DenseGrounding: Improving Dense Language-Vision Semantics for Ego-Centric 3D Visual Grounding
Henry Zheng, Hao Shi, Qihang Peng, Yong Xien Chng, Rui Huang, Yepeng Weng, Zhongchao Shi, Gao Huang
TL;DR
DenseGrounding tackles ego-centric 3D visual grounding by addressing both visual and linguistic semantic gaps. It introduces HSSE to preserve dense global scene semantics in multi-view ego-centric data and an LLM-based Language Semantic Enhancer (LSE) grounded in a Scene Information Database (SIDB) to enrich descriptions with anchors and context. The approach yields state-of-the-art accuracy on EmbodiedScan, with substantial gains on both full and mini datasets, and secured top honors in the CVPR 2024 Autonomous Grand Challenge. By enabling bidirectional cross-modal enrichment and dataset-grounded language augmentation, DenseGrounding advances robust, real-world 3D grounding for embodied AI systems.
Abstract
Enabling intelligent agents to comprehend and interact with 3D environments through natural language is crucial for advancing robotics and human-computer interaction. A fundamental task in this field is ego-centric 3D visual grounding, where agents locate target objects in real-world 3D spaces based on verbal descriptions. However, this task faces two significant challenges: (1) loss of fine-grained visual semantics due to sparse fusion of point clouds with ego-centric multi-view images, (2) limited textual semantic context due to arbitrary language descriptions. We propose DenseGrounding, a novel approach designed to address these issues by enhancing both visual and textual semantics. For visual features, we introduce the Hierarchical Scene Semantic Enhancer, which retains dense semantics by capturing fine-grained global scene features and facilitating cross-modal alignment. For text descriptions, we propose a Language Semantic Enhancer that leverages large language models to provide rich context and diverse language descriptions with additional context during model training.
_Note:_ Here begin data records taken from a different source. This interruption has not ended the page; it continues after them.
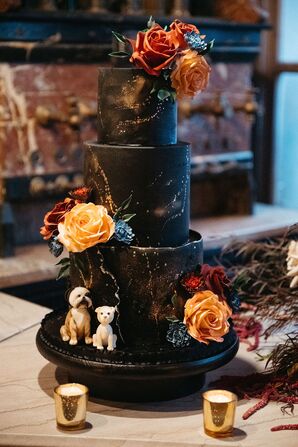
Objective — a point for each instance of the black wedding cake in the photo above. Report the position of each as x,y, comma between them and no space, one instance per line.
169,325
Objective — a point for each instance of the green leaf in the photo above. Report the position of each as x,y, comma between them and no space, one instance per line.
119,54
63,261
128,217
119,37
64,272
175,300
208,48
79,263
124,205
173,96
163,94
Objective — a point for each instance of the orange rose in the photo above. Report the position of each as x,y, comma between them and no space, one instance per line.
85,226
179,28
56,215
191,74
206,317
154,50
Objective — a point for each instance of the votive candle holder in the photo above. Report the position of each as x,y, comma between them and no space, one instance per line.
219,407
71,406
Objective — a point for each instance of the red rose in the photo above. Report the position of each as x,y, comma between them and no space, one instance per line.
56,215
154,49
179,28
192,282
216,280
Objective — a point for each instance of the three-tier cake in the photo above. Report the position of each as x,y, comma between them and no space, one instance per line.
147,271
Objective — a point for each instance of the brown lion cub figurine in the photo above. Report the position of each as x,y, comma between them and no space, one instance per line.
77,321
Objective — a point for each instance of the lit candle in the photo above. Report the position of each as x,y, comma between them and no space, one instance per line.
71,405
219,412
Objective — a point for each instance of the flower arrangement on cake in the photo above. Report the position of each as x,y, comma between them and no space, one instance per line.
175,56
203,304
78,224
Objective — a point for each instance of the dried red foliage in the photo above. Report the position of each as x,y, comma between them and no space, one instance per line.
285,427
263,386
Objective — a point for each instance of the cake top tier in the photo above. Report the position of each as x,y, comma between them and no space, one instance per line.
129,114
137,104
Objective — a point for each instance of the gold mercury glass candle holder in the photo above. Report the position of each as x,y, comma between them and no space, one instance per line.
71,405
219,408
Extensive experiments show that DenseGrounding significantly outperforms existing methods in overall accuracy, with improvements of 5.81% and 7.56% when trained on the comprehensive full dataset and smaller mini subset, respectively, further advancing the SOTA in egocentric 3D visual grounding. Our method also achieves 1st place and receives the Innovation Award in the CVPR 2024 Autonomous Grand Challenge Multi-view 3D Visual Grounding Track, validating its effectiveness and robustness.